變臉<へんめん>
この櫂に手をそえて

1997/06/08 シャンゼリゼ
老芸人と彼の跡取りの孫息子として引き取られた少女の物語。
子役の素晴らしさにはため息が出る。by K. Hattori



 狗娃(クーワー)を演じた子役・周任瑩(チョウ・レンイン)が素晴らしい。人身売買窟で変面王を真っ直ぐに見詰める目。変面王に捨てられまいと追いすがる時、全身で恐怖と絶望と悲しみを表現する様子。変面王のもとで曲芸の修業に打ち込み、身の回りの世話をし、かいがいしく働いている健気な姿。盗んだ酒を返しに行った時の、得意げな表情。自分の不注意で船を焼いてしまったときの、情けなさそうな顔。腹を空かせて芋を盗む辛さ。人さらいにさらわれて、別の子供の飯をひったくって食べるときの表情。どれも忘れられない印象を残す。

 監督の呉天明(ウー・ティエンミン)は、この子役についてこう語っている。「あの子の生い立ちそのものが親の愛を知らずに育っていて、狗娃の設定と似通っていたのです。彼女はそのうえ、四歳のときから雑技団に入って、師匠からたいへん厳しく芸を仕込まれています。体を鞭打たれながら教わっているんですね。ですから、まわりの大人たちの顔色を見るようになり、まわりにたくさん人がいるときは、だれがいちばんの権力者なのかを見極めて行動するというような習性が身についてしまっているのです。そのあたりが、幸せな生活を送っている子役たちとは目つき、表情からして違うんです。彼女の場合いつも目の中に人間にたいする不信感、恐怖感、何かの期待感、愛の飢えなどが現れているのです。ずるさというのもその中に出ています。助けを求める気持ちも出ています。そういう目の色はふつうの子には絶対出せないものです」。(シネ・フロント246号より)

 これだけ存在感のある子役が相手だと、周囲の大人たちはかすんでしまう。物語の終盤で変面王が捕えられ、クーワーがひとりで行動するようになると、それが顕著に感じられた。クーワーが人さらいに捕えられ、そこから逃げ出す場面。クーワーが京劇役者の人観音に助けを求める場面。クライマックスで屋根から飛び降りる場面など、彼女が物語のすべてをさらってしまう。

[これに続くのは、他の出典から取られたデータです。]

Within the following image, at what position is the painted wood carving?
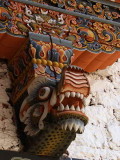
[0,0,120,157]
[9,36,90,157]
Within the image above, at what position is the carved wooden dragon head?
[19,66,89,156]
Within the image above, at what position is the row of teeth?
[57,103,84,113]
[61,119,84,133]
[59,92,85,102]
[68,65,81,70]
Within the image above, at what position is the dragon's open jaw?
[53,91,88,133]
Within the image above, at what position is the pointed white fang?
[61,124,64,129]
[59,94,65,103]
[70,105,75,111]
[50,90,57,106]
[80,94,84,99]
[65,92,70,98]
[65,105,70,110]
[79,121,85,133]
[81,107,85,113]
[71,92,75,97]
[68,123,73,131]
[64,123,68,130]
[76,92,80,98]
[60,103,64,111]
[76,106,80,111]
[57,106,60,111]
[74,124,79,132]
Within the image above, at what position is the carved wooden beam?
[0,0,120,157]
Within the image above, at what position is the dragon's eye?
[39,87,51,100]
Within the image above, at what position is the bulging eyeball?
[38,87,52,101]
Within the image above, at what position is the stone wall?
[0,60,120,160]
[69,60,120,160]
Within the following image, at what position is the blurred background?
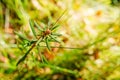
[0,0,120,80]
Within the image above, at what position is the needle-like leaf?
[49,35,60,43]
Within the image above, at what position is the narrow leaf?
[29,20,37,38]
[49,35,60,43]
[45,38,51,51]
[14,31,30,42]
[34,21,43,31]
[52,33,62,36]
[16,47,33,65]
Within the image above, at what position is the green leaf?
[34,21,43,31]
[45,37,51,51]
[14,31,30,42]
[51,33,62,36]
[29,20,37,38]
[42,55,48,63]
[16,47,33,65]
[49,35,60,43]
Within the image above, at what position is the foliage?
[0,0,120,80]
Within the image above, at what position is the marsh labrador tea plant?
[15,10,66,65]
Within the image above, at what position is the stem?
[16,37,42,65]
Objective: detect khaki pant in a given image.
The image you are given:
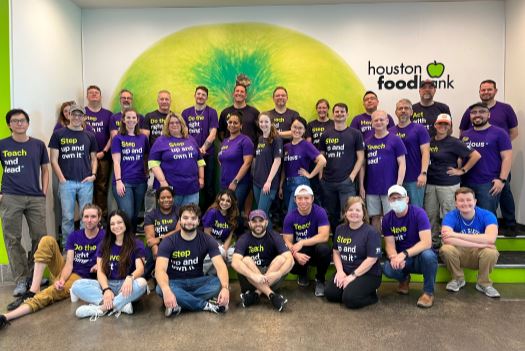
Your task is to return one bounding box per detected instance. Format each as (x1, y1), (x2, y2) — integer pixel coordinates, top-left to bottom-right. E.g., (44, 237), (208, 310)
(24, 235), (80, 312)
(0, 194), (46, 284)
(439, 245), (499, 287)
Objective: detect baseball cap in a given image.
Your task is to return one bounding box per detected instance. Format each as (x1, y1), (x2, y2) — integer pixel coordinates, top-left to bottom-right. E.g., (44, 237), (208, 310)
(293, 184), (314, 197)
(248, 210), (268, 221)
(436, 113), (452, 125)
(388, 184), (407, 197)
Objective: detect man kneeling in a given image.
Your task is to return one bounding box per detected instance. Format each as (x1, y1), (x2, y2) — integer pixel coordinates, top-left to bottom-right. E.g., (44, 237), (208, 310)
(232, 210), (293, 312)
(155, 204), (230, 317)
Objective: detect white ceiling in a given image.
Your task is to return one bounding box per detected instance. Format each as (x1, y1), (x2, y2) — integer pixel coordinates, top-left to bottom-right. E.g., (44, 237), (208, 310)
(71, 0), (503, 8)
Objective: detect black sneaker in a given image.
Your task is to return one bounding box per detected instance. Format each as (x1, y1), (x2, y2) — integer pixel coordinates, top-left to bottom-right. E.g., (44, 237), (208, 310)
(270, 293), (288, 312)
(0, 314), (11, 330)
(241, 290), (260, 308)
(7, 291), (35, 311)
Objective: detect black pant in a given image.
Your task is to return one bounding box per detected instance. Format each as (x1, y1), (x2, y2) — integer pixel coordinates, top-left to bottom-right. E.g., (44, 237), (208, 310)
(324, 274), (381, 309)
(290, 243), (332, 283)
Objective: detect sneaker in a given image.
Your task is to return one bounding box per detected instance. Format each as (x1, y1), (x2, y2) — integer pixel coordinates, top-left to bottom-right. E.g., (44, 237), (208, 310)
(417, 293), (434, 308)
(445, 279), (466, 292)
(13, 280), (27, 297)
(397, 275), (410, 295)
(297, 275), (310, 287)
(314, 279), (324, 297)
(241, 290), (261, 308)
(476, 284), (500, 297)
(0, 314), (11, 330)
(75, 304), (107, 322)
(270, 293), (288, 312)
(7, 291), (35, 311)
(164, 305), (182, 318)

 この映画の中でこの子と互角に渡り合っているのは、老芸人・変面王を演じた朱旭(チュウ・シュイ)だけだ。変面というのは、衆人環視の路上で、布製の仮面を目にも留まらぬ速さで次々と変えて行く芸だ。朱旭は実際に変面の芸人について1ヶ月間特訓をしたそうだが、付け焼き刃の1ヶ月の芸が、きちんと「この芸一筋幾十年」に見えるのは、彼の「役者としての芸」が変面の芸を補っているからだろう。僕はこの変面という芸を初めて見ましたが、顔を振ったり、手を顔の前で振ったりするだけで、次々と仮面が変化して行くのには驚いた。まさかこんな所でトリック撮影を使っているわけではないだろう。実際にこういう芸があるのでしょうね。びっくり。

 映画の前半は老変面王の視点から物語が語られ、後半はクーワー中心に物語が進む。僕は前半のゆったりしたテンポが好き。後半は物語をドラマチックにするため、無理してお話を作ってしまったような苦しさが見える。ラストはお約束だけど、やっぱり泣けた。いい映画です。